Why is the FBI keeping an eye on you? Are your ideas that dangerous?

I'm not sure, I don't think so! I don't know why they were interested in DGR. I think since 9/11, the FBI has gone kind of crazy, and I think everybody has an FBI file now.

So how far would you go to get your message across?

I don't actually believe in propaganda by the deed, where one does something dramatic in order to get one's message across. I believe that if one wants to get a message across, one tries to write a better book.

I think the dams need to come down, but [not] so that somebody can send a message; I think they need to come down because they're killing salmon and sturgeon and the rivers themselves. I don't believe in using terrorism, because I think terrorism is, by definition, an attempt to terrorize somebody into changing their behavior. If I want somebody to change their behavior, I ask them to and I explain why I believe that their current behavior is harmful.

Do you think the world is ever going to hear your message?
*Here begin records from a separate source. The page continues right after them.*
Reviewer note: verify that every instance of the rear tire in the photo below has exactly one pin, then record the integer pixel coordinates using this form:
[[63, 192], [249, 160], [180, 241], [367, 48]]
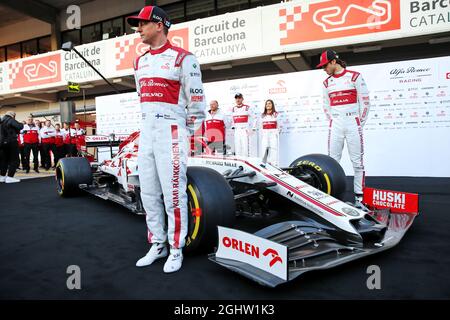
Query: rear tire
[[210, 204], [327, 174], [70, 173]]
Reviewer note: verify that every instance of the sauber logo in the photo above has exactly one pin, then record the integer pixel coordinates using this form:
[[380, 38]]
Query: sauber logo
[[275, 257], [252, 250]]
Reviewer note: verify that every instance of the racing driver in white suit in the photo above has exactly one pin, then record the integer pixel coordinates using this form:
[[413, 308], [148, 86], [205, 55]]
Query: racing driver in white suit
[[346, 105], [168, 80]]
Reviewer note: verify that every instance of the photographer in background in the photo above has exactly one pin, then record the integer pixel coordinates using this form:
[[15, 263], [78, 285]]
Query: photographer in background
[[9, 148]]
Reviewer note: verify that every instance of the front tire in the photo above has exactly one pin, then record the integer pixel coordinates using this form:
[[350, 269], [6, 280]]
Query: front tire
[[70, 173], [326, 173], [210, 204]]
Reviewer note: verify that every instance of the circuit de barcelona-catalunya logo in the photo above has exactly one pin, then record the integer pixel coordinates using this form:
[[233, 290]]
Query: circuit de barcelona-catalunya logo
[[336, 19]]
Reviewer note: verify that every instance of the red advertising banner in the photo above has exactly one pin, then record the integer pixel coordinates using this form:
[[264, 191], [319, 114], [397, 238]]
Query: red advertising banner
[[336, 19], [35, 71], [396, 201]]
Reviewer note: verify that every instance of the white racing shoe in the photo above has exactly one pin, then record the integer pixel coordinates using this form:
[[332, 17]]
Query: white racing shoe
[[157, 251], [11, 180], [174, 261]]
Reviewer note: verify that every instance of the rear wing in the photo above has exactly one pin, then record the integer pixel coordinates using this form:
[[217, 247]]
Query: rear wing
[[395, 201], [99, 141]]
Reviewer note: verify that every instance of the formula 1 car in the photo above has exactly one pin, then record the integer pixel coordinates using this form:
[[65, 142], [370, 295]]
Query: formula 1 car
[[327, 232]]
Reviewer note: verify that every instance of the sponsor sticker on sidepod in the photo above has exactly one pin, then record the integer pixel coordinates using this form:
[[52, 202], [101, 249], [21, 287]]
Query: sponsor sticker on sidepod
[[261, 253]]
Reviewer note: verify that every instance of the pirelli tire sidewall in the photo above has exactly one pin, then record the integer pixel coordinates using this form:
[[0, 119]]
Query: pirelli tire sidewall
[[327, 171], [210, 204], [70, 173]]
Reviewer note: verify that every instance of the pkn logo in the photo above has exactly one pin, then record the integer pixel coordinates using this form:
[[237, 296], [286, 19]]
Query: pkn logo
[[275, 256]]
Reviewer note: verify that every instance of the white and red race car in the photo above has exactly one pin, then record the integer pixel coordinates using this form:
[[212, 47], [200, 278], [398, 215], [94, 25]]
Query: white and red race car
[[326, 231]]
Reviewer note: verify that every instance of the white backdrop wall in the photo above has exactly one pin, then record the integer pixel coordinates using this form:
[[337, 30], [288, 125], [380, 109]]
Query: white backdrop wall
[[407, 133]]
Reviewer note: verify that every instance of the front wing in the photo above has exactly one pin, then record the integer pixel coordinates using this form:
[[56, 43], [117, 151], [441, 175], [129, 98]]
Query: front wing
[[312, 246]]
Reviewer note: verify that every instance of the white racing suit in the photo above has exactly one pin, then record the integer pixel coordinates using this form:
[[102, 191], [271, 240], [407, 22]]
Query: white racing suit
[[270, 137], [169, 84], [215, 126], [243, 126], [346, 104]]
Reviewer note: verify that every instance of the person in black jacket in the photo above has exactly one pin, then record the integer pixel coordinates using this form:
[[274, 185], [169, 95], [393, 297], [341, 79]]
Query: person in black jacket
[[9, 150]]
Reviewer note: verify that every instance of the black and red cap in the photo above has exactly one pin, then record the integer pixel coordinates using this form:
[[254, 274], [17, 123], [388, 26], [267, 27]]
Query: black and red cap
[[326, 57], [150, 13]]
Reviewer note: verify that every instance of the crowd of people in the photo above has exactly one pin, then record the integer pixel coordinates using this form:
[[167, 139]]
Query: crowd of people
[[244, 124], [31, 140]]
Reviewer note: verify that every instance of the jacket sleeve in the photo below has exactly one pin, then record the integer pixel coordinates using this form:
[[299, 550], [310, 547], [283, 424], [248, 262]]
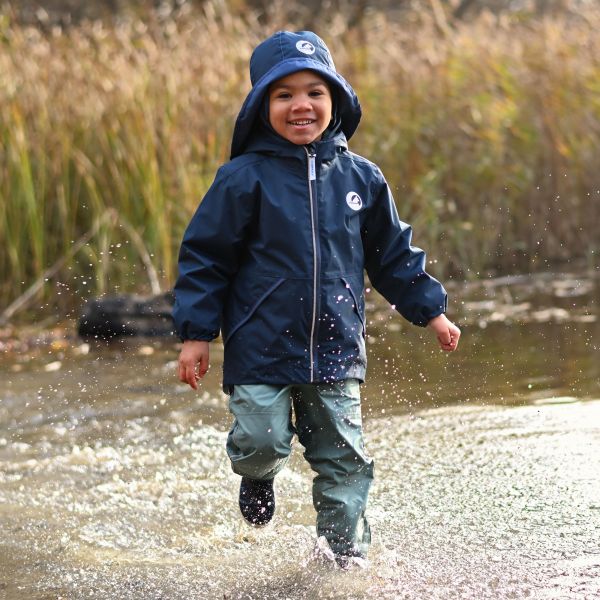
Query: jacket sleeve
[[209, 258], [395, 267]]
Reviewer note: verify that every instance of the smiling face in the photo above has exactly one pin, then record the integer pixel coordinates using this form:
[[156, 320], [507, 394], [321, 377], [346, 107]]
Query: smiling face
[[300, 107]]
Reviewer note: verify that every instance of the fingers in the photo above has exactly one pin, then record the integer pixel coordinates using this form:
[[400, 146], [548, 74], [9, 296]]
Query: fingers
[[193, 362], [448, 340]]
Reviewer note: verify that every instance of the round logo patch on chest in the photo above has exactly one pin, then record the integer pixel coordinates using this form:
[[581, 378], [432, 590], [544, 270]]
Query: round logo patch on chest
[[305, 47], [353, 200]]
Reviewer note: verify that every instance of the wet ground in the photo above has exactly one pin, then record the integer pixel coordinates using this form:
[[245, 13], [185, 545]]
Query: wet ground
[[114, 481]]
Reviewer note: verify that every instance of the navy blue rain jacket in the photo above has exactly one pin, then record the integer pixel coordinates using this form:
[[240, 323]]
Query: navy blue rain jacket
[[274, 257]]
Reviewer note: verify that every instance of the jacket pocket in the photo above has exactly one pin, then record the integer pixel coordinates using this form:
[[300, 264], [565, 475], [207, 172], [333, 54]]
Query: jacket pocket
[[358, 302], [251, 309]]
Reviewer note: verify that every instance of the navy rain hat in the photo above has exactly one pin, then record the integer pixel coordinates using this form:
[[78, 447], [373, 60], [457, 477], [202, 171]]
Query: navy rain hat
[[280, 55]]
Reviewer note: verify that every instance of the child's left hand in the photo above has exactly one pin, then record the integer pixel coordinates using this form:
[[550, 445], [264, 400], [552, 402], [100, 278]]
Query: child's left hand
[[447, 332]]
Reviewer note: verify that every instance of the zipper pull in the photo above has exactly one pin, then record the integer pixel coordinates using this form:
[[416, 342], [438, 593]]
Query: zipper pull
[[312, 167]]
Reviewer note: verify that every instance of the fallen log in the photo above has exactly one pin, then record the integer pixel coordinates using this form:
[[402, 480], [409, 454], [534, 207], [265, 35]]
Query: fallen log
[[127, 315]]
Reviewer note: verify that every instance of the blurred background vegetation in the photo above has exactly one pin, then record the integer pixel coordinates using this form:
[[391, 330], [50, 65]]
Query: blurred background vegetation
[[115, 114]]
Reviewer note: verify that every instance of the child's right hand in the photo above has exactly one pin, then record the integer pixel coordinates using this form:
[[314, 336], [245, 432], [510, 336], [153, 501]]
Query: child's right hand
[[193, 362]]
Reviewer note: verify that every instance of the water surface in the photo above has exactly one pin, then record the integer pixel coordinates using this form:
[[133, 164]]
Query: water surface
[[114, 481]]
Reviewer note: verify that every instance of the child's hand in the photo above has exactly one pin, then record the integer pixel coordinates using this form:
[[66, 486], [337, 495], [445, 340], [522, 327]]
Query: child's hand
[[447, 332], [193, 362]]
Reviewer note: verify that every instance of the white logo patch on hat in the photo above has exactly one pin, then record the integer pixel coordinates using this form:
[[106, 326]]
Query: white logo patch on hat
[[305, 47], [353, 200]]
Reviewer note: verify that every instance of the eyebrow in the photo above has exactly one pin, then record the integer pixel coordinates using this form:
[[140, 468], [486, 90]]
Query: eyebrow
[[277, 86]]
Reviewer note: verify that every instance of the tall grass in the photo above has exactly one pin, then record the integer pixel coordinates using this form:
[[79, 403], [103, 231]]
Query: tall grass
[[487, 134]]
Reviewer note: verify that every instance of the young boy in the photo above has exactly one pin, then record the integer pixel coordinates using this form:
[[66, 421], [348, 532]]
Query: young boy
[[274, 260]]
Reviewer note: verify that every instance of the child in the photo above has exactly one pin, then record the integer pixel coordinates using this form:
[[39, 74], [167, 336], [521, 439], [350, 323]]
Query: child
[[274, 260]]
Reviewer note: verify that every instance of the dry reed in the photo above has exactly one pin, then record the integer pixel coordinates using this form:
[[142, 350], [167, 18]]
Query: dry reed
[[487, 134]]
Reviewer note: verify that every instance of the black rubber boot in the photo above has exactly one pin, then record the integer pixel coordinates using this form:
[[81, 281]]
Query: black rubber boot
[[257, 500], [352, 557]]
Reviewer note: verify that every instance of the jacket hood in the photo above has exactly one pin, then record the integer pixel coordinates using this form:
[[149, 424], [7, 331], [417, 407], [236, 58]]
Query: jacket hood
[[280, 55]]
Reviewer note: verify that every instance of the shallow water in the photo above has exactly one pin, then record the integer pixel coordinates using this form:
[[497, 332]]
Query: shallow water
[[114, 481]]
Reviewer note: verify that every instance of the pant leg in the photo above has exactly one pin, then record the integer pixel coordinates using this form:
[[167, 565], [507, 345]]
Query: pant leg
[[329, 426], [259, 442]]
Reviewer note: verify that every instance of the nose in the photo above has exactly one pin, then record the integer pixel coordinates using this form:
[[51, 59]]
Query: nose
[[301, 103]]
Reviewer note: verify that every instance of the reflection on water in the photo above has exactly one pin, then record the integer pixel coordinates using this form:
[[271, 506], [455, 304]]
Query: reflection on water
[[114, 482]]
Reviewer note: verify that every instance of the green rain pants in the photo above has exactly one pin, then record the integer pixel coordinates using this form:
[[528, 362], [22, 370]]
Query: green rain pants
[[329, 426]]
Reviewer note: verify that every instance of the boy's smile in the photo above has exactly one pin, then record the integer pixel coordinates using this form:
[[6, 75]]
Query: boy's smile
[[300, 107]]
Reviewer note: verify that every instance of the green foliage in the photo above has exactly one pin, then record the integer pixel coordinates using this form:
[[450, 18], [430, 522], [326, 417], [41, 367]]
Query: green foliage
[[487, 135]]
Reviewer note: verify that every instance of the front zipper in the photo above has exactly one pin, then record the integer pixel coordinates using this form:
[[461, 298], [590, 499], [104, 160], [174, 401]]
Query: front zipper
[[312, 177]]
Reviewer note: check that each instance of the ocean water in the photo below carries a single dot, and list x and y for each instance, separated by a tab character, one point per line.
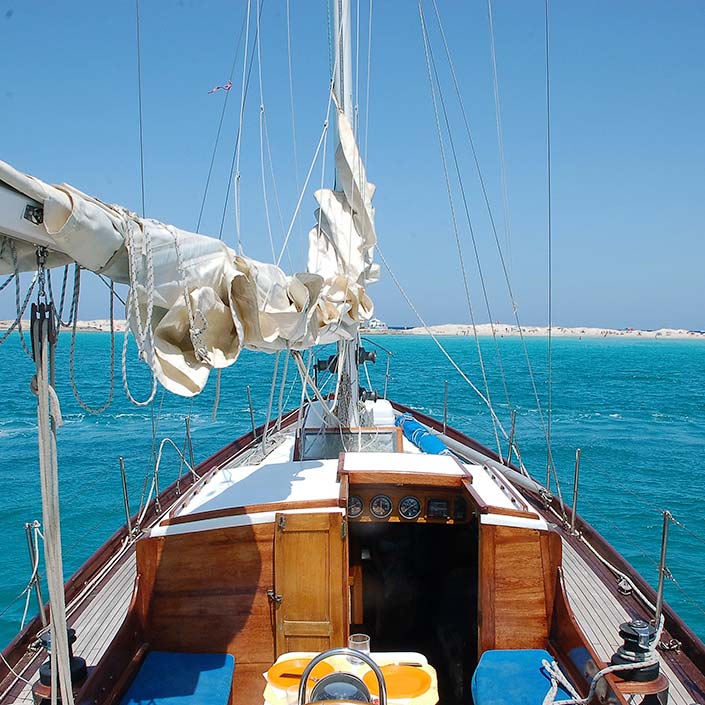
636	408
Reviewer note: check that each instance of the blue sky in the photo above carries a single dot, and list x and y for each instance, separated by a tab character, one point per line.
627	84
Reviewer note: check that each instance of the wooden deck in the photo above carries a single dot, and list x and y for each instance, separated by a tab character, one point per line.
599	614
96	620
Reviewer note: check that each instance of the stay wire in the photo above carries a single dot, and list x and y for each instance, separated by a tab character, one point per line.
502	259
500	140
267	218
291	93
220	125
234	165
139	100
471	229
367	86
456	233
438	343
549	456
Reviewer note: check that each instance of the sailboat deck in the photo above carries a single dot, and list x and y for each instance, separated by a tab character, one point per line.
599	614
97	622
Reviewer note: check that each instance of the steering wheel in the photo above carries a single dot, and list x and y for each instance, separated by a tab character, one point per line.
342	651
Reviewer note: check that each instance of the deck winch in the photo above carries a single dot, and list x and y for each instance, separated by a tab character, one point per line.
638	638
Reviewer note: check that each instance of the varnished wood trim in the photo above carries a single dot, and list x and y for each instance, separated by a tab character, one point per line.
486	576
566	635
253	509
344	490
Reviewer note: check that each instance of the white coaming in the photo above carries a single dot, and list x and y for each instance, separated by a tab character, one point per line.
228	522
519	522
279	478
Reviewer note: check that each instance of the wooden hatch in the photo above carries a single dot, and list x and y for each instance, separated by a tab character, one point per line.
310	576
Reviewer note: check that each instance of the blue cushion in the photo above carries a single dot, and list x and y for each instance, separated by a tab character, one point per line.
168	678
513	677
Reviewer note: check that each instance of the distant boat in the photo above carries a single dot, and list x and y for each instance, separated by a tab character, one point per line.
375	324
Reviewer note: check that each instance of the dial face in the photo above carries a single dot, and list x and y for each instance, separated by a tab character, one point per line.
355	506
410	507
381	506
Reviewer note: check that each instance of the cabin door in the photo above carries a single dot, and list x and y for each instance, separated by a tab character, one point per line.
310	576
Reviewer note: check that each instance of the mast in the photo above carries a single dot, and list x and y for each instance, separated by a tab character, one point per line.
348	392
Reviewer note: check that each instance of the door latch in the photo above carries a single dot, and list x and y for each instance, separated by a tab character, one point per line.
277	599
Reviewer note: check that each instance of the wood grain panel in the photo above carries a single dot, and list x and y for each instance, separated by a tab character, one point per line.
311	577
515	601
209	592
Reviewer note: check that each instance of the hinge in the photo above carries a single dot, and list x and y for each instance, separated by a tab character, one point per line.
34	214
273	597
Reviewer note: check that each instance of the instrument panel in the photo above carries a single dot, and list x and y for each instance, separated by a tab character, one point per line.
387	504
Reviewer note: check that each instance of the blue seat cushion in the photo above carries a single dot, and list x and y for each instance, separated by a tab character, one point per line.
169	678
513	677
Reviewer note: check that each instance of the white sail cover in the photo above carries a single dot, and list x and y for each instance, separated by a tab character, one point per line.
194	303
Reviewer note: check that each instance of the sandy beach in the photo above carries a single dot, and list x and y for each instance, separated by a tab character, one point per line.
503	330
97	326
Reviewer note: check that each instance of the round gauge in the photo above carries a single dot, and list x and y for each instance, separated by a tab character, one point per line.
410	507
381	506
355	506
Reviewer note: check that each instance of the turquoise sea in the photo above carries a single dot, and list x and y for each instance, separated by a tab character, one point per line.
636	408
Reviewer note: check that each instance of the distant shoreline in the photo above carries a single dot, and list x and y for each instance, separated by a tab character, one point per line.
502	330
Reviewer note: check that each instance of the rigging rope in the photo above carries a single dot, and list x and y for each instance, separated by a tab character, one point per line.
72	352
466	207
456	233
261	132
549	411
502	258
291	93
234	163
438	343
48	419
243	95
220	127
139	99
500	139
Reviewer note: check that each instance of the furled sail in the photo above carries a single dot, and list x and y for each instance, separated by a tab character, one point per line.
194	303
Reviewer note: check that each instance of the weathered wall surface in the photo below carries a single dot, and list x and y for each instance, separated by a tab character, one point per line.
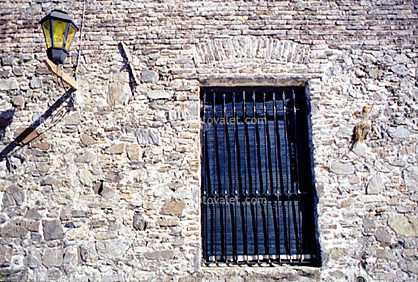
107	187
Not directly, but I think that what those of us who are involved in social change are doing is that we all throw our contributions into the stew, and then we hope to hell it tastes good! We need to diagnose the problem and then we can find a way forward. And as long as people aren't acknowledging that there is a problem, if they're not acknowledging that you can't have industrial systems without having the costs of an industrial system, then I don't think there is any chance for social change.

Derrick Jensen is an author, environmental activist, and co-founder of the Deep Green Resistance. The interview was conducted by Neil King and Gabriel Borrud for the On the Green Fence podcast. It has been edited for clarity and length.